Last updated at Posted at 2024-06-12

はじめに

みなさんNode.jsのORMは何が好きですか?TypeORMとかSequelizeとかあると思います。私はprismaが一番好きです。理由は大学時代に習ったMongoDBのクエリとどことなく似ていてとっつきやすかったからです。

ところでGoogle Apps Script(GAS)でスプレッドシートを操作するスクリプトを書いた際、非常に面倒だと思ったことはありませんか?(唐突)例えば以下のデータがあるとします。

スクリーンショット 2024-06-11 3.15.07.png

このデータから「年齢の列が25歳以上の行を抜き出し、名前の昇順に並び替え、行を連想配列(キーは列名)に変換し、その配列で出力する」スクリプトを書きたいとします。
その場合以下のコードになるはずです。

gasExample1.js
function myFunction() {
    const sheet = SpreadsheetApp.getActiveSpreadsheet();
    const hogeSheet = sheet.getSheetByName("シート名");

    const rowLength = hogeSheet.getLastRow() - 1;
    if (rowLength === 0){
        console.log([]);
        return;
    };
    
    const data = hogeSheet.getRange(2, 1, rowLength, 4).getValues();

    const gte25Data = data.filter((row) => row[1] >= 25);
    const gte25DataSorted = gte25Data.sort((a, b) => a[0] >= b[0] ? 1 : -1);
    
    const gte25DataSortedDict = gte25DataSorted.map((row) => {
        return {
            名前: row[0],
            年齢: row[1],
            住所: row[2],
            郵便番号: row[3]
        }
    });
    
    console.log(gte25DataSortedDict);
}

まだコードは短い方ですが、「同じ名前があった場合は住所の昇順に並び替える」、「年齢が20歳以上60歳以下かつ、住所が東京の人の平均年齢を求める」等条件が増えていくとコードはより複雑になっていき、コード管理が大変になっていきます。それにGASを触る人全員がJavaScriptにある程度知見を持っている人だとは限らず、軽くしかJavaScriptを触れない人にとって、そのような複雑なコードを書くのは難しいです。さらにgetRange()をする際、行番号や列番号を数えながら実装する必要があり、コードレビューの際スプレッドシートと比較しながら検証しなければならないので大変です。ですが業務の都合上スプレッドシートをデータベースとして利用しているのでどうしてもGASで複雑な抽出コードを書かないといけない人もいらっしゃるでしょう(僕の学生時代のアルバイト先がそうでした)。

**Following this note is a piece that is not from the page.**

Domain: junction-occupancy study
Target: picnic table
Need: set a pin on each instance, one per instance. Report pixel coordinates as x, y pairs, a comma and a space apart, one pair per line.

そんな方におすすめしたいGASライブラリを作成しました。名前は"GASsma"です。

prismaみたいな感覚で書ける

では先ほどと同様に「年齢の列が25歳以上の行を抜き出し、名前の昇順に並び替え、行を連想配列に変換し、その配列で出力する」スクリプトをGASsmaを用いて書いていきます。

gassmaExample.js
const gassma = new Gassma.GassmaClient();

function myFunction() {
  const result = gassma.sheets.シート名.findMany({
    where: {
      年齢: {
        gte: 25
      }
    },
    orderBy: {
        名前: "asc"
    }
  });

  console.log(result);
}

はい、"インスタンスを生成してfindManyのメソッドを叩くだけ"です。列名もライブラリが自動で読んでくれます。prismaを触ったことがある方は分かると思いますが、文法はほぼ同じです。一応解説をすると

gassmaExample.js
where: {
    年齢: {
        gte: 25
    }
}

で年齢が25歳以上と条件を表すものをwhereの中に入れます。ちなみに25歳以上30歳以下だと以下のように書けます。

gassmaExample.js
where: {
    年齢: {
        gte: 25,
        lte: 30
    }
}

出力時の並び替えの基準を書くのがorderByであり、

gassmaExample.js
orderBy: {
    名前: "asc"
}

"asc"と書けば昇順、"desc"と書けば降順となります。もし、名前が被っていた時、住所で並び替えさせたい場合はこう書きます。

gassmaExample.js
orderBy: {
    名前: "asc",
    住所: "asc"
}

基本的に仕様はprismaとほぼ似ているので他にも行追加のcreatecreateMany、削除のdeleteMany、行更新のupdateManyや統計用のaggregate等があります。
メソッドとしては以下の通りです。

メソッド 内容
findMany 条件にヒットしたものの全てを返す
findFirst 条件にヒットしたものの最初の行を返す
updateMany 条件にヒットしたものを更新する
upsert 条件にヒットしたものを更新するが、なければ新しい行として追加する
create 新しい行を追加する
createMany 新しい行を複数行追加する
deleteMany 条件にヒットしたものを複数削除する
aggregate 条件にヒットしたものの数や合計、平均、最大最小値を返す
count 条件にヒットしたものの数を返す
changeSettings シートのテーブルの開始位置を指定する

groupByはまだありませんが実装予定です。

導入方法

スプレッドシートから拡張機能 > Apps ScriptでGASを開き、「ライブラリ」の+マークをクリックします。
スクリーンショット 2024-06-12 23.53.14.png

そうすると以上の画面が出てくると思うので、スクリプトIDに以下の文字列を入力してください。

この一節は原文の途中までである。